I also think (I tried looking once) that the wasted space number is an overall amount that triggers things.
Some dblock files might have very little wasted space, and these aren’t compacted. Worst case time would be to download, repackage, and reupload everything, but you’re not quite there. Maybe you could assume you were and start with that to ballpark time, as you won’t get the full speeds an Internet speed tester may show, because they run lots of threads in parallel. The compact operation is not parallelized.

Duplicati Profiling level logs show actual DownloadSpeed and UploadSpeed if you want to look at them. Smaller files go slower (but they’re small…), so transfer time is probably dominated by big dblock files.
But none of this should cause anything to stop. It should just do lots of download-upload, deletes cycles.

According to the log download speed is running between 7-9 MB/s, upload is all over the map (seems to be constrained by the size of the file) but should also be able to do 7-9 MB/s if the file is large enough.

CPU is i7. Disk is SSD.

At the moment that is exactly what I am seeing. This is different from the hang/stuck situation where it wasn’t logging anything. Also, top shows mono-sg* using more CPU time for the compact than for the hang/stuck situation - 100-300% for the compact vs. ~150% for the hang/stuck.

Another possible way to estimate completion time in a situation with so much compacting might be to look at destination timestamps on dblock files (or perhaps all files – dindex will change with associated dblock) sorted by date, to see how many look freshly produced by compact, versus how many are left to go. This lets you estimate rate and time. Unfortunately with the big backups it will take awhile but at least it’s going.

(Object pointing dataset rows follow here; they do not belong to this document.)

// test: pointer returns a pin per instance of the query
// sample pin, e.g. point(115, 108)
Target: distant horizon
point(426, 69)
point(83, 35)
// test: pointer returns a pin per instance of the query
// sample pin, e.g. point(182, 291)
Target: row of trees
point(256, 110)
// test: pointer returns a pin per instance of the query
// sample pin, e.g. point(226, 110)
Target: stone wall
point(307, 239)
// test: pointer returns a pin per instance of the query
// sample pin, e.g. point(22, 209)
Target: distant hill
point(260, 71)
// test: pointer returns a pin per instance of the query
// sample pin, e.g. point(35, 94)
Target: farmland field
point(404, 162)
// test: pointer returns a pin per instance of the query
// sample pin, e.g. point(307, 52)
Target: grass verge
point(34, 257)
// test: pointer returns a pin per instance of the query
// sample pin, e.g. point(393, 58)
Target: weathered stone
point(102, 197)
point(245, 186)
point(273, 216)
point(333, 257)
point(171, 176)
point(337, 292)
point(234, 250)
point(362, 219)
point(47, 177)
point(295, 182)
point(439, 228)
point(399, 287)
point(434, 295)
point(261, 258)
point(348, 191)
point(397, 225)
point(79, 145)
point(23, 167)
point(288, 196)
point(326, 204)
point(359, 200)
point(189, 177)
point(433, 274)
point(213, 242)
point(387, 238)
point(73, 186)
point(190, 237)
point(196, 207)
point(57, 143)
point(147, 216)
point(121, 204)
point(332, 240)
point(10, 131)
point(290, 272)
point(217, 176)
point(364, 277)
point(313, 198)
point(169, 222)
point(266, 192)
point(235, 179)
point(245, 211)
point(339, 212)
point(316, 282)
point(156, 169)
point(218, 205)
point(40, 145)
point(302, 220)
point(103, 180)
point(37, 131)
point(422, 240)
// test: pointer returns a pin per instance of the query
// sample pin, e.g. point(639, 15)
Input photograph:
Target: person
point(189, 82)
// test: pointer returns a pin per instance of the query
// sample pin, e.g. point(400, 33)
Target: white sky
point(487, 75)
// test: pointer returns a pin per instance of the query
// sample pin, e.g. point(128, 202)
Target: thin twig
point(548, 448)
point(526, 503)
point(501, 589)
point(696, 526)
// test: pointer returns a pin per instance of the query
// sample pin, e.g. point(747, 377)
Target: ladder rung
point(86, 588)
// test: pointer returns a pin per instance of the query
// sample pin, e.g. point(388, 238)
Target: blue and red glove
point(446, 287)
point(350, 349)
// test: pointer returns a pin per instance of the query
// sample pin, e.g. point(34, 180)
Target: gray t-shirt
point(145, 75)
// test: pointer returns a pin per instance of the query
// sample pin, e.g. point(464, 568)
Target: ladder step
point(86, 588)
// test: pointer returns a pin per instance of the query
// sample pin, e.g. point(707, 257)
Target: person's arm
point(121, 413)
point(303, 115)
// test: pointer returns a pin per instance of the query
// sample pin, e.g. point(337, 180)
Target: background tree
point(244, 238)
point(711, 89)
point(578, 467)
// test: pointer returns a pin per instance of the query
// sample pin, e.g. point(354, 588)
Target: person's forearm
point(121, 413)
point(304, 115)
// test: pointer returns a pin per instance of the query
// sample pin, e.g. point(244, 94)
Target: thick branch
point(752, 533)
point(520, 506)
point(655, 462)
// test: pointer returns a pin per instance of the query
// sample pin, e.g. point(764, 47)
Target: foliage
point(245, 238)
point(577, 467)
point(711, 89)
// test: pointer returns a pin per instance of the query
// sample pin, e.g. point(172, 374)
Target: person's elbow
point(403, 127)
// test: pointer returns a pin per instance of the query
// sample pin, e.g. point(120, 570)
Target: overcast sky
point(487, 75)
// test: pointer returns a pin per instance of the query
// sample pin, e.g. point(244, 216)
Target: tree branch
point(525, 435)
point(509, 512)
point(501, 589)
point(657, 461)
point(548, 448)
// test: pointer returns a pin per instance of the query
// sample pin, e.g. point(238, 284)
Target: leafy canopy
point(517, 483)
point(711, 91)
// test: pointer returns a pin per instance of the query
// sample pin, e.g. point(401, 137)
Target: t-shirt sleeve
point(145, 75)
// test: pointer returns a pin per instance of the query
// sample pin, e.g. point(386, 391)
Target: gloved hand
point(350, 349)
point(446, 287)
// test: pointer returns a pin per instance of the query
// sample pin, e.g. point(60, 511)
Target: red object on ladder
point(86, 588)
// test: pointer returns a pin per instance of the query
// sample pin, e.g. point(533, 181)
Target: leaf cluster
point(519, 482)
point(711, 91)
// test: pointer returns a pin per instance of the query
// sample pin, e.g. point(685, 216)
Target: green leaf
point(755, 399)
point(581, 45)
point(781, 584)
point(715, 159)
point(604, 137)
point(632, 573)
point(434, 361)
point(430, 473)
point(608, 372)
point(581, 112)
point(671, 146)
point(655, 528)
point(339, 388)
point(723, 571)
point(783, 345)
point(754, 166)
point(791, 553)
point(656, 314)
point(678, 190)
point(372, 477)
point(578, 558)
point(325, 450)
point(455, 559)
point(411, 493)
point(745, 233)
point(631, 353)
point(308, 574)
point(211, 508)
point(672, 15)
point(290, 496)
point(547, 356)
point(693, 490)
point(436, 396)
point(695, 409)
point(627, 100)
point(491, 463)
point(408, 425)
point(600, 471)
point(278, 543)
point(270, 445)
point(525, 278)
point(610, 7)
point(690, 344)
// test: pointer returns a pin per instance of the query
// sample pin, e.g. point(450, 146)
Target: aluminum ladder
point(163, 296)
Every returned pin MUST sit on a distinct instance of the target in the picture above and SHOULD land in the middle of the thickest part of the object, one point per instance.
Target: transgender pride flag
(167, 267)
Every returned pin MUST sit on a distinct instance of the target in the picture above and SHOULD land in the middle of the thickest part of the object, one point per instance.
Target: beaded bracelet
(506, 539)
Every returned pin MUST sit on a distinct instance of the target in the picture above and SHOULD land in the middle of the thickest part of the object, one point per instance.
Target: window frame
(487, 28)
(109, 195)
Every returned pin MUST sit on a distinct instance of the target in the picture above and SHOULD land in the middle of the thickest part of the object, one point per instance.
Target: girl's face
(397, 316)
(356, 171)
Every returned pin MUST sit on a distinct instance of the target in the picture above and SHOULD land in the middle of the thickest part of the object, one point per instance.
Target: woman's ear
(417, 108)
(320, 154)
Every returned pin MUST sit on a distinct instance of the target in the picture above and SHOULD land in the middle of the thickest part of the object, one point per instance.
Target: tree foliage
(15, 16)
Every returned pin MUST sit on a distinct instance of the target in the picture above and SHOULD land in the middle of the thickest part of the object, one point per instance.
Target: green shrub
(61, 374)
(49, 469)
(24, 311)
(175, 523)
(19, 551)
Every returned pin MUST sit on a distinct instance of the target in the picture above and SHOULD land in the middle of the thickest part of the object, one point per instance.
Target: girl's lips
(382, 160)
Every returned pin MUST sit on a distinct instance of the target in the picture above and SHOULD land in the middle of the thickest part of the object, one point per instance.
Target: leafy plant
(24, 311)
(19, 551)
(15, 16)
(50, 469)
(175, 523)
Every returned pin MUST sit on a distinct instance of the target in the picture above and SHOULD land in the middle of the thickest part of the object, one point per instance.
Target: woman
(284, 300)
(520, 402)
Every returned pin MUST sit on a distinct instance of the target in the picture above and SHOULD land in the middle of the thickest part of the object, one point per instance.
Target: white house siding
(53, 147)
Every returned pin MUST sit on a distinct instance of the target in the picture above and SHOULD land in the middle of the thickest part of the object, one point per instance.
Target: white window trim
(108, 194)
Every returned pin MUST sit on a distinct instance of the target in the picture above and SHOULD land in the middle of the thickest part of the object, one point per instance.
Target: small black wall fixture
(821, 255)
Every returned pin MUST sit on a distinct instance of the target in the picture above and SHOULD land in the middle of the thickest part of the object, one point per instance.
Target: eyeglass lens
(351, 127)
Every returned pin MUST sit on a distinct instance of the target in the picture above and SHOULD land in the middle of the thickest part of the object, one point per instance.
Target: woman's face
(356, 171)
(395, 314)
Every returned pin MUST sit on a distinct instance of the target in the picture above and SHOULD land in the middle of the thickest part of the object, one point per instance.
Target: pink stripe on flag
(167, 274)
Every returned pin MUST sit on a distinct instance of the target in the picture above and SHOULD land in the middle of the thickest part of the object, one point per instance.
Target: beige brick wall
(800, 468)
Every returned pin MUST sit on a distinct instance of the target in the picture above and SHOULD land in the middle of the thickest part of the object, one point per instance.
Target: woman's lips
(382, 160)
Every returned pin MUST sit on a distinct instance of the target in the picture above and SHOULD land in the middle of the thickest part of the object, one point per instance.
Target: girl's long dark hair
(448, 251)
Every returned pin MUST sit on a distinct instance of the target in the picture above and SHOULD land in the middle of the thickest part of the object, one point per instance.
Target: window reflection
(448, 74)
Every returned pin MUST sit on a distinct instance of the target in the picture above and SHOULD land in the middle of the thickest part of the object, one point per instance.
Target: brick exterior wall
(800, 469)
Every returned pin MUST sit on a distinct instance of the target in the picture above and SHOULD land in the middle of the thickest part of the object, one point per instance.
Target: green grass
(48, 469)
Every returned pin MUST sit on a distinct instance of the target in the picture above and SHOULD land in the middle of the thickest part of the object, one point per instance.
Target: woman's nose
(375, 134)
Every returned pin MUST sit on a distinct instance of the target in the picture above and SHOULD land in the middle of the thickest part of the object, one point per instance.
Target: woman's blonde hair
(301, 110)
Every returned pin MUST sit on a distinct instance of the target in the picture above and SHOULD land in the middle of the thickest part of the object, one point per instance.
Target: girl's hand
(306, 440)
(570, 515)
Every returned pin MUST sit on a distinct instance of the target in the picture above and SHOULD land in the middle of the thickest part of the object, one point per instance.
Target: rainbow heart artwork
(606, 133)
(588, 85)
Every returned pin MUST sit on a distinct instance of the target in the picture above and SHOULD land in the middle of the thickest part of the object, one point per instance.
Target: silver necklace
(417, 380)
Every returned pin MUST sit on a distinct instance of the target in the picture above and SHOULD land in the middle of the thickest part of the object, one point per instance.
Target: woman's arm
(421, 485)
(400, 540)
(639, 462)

I’d worry about disaster recovery times if you have to pull down most of these backups for a total restore…

If you ever expect a big compact on a big backup, you can spread the delay by slowly reducing this option:

  --threshold (Integer): The maximum wasted space in percent
    As files are changed, some data stored at the remote destination may not
    be required. This option controls how much wasted space the destination
    can contain before being reclaimed. This value is a percentage used on
    each volume and the total storage.
    * default value: 25

Alternatively, Backup retention can begin as a custom value a bit less aggressive than default which is
1W:1D,4W:1W,12M:1M. I’m not sure how safe it is to kill Duplicati during compact, but if you dare to do so, this method might get you running backups again a little sooner. A fresh start may too (but lose old ones).

As long as I know that it is compacting and not hung/stuck, I am content to let it run. I am debating whether or not to let it auto-compact going forward (after I get past this issue).